Points clés à retenir
- L'identité de l'expéditeur d'un e-mail comprend le nom d'affichage, l'en-tête « From » (RFC 5322) et l'enveloppe « From » (RFC 5321), qui définissent ensemble l'expéditeur déclaré.
- SPF les adresses IP d'envoi, DKIM ajoute des signatures cryptographiques et DMARC applique l'alignement des domaines et les mesures politiques (aucune, quarantine, rejet).
- DMARC à p=reject bloque l'usurpation directe de domaine et est désormais exigé par Google et Yahoo pour les expéditeurs en masse à compter de 2024.
- Les pirates exploitent les faiblesses des contrôles d'identité en utilisant l'usurpation d'identité, les domaines similaires et les attaques homographiques.
- Les entreprises doivent appliquer le protocole DMARC, surveiller les rapports d'authentification et authentifier tous les expéditeurs tiers afin de protéger la réputation de leur marque, la délivrabilité de leurs messages et leur sécurité financière.

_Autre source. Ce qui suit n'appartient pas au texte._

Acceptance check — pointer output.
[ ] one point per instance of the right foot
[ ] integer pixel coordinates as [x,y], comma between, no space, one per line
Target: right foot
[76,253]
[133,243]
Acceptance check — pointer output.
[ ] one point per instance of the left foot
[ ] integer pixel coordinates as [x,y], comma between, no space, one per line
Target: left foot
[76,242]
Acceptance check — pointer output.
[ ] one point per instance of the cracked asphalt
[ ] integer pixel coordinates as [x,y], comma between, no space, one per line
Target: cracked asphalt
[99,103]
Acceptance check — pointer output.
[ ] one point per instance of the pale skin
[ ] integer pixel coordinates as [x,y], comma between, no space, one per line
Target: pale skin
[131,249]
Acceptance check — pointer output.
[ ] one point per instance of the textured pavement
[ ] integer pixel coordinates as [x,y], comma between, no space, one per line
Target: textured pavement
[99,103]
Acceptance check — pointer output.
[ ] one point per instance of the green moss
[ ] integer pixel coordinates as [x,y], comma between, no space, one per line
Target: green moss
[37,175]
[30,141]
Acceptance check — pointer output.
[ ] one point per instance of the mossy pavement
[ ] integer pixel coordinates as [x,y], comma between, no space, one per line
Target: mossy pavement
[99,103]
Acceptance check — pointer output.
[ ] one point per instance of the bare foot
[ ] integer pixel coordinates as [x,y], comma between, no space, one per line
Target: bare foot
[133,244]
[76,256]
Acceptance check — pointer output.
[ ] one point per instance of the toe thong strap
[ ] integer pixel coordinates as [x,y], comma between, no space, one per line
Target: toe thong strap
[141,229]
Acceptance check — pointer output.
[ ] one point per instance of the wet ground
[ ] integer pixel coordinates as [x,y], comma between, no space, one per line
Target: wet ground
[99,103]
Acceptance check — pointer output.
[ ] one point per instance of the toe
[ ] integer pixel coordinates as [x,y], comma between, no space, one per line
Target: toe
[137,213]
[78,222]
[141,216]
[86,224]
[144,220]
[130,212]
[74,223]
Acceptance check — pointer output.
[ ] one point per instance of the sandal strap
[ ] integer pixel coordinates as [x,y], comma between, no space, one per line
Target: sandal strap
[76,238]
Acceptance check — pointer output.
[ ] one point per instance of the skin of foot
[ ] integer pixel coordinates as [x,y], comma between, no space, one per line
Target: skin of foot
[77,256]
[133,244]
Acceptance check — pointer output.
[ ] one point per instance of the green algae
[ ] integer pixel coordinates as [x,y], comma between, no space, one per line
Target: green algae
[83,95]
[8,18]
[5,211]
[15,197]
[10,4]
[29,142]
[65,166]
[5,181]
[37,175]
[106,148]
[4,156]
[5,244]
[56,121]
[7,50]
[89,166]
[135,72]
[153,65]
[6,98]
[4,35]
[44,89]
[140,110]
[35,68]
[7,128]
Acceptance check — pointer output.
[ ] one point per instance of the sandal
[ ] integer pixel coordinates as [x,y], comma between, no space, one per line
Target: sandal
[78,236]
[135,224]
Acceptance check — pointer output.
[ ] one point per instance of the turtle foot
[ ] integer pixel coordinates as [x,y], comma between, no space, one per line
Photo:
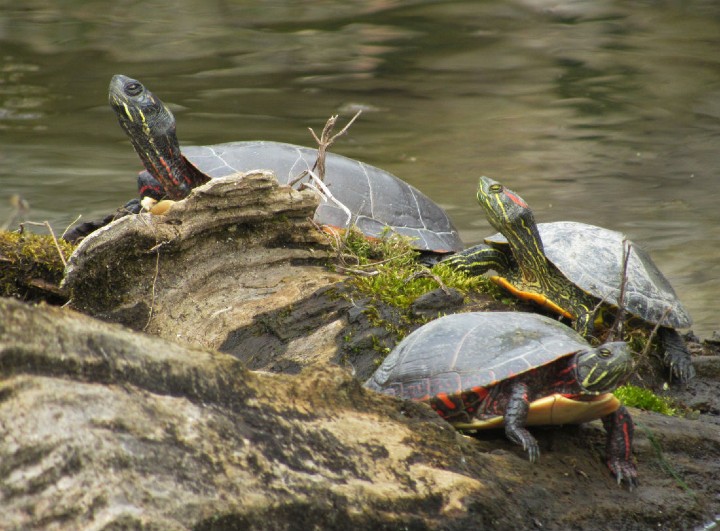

La fiabilité d'un e-mail dépend de l'identité qui se cache derrière lui, et à l'heure actuelle, la vôtre pourrait être plus facile à usurper que vous ne le pensez. L'identité de l'expéditeur d'un e-mail définit qui prétend être l'expéditeur et comment cette identité est vérifiée techniquement. Elle repose sur les en-têtes SMTP, les enregistrements DNS et les protocoles d'authentification tels que SPF, DKIM et DMARC. Sans vérification appropriée, les pirates peuvent usurper des domaines, se faire passer pour des cadres supérieurs et lancer des campagnes de phishing qui nuisent à la réputation de la marque et à la délivrabilité des e-mails. L'application du DMARC (p=reject), l'alignement SPF du DKIM, ainsi qu'une surveillance continue protègent votre domaine contre l'usurpation directe et les attaques de type « Business Email Compromise ».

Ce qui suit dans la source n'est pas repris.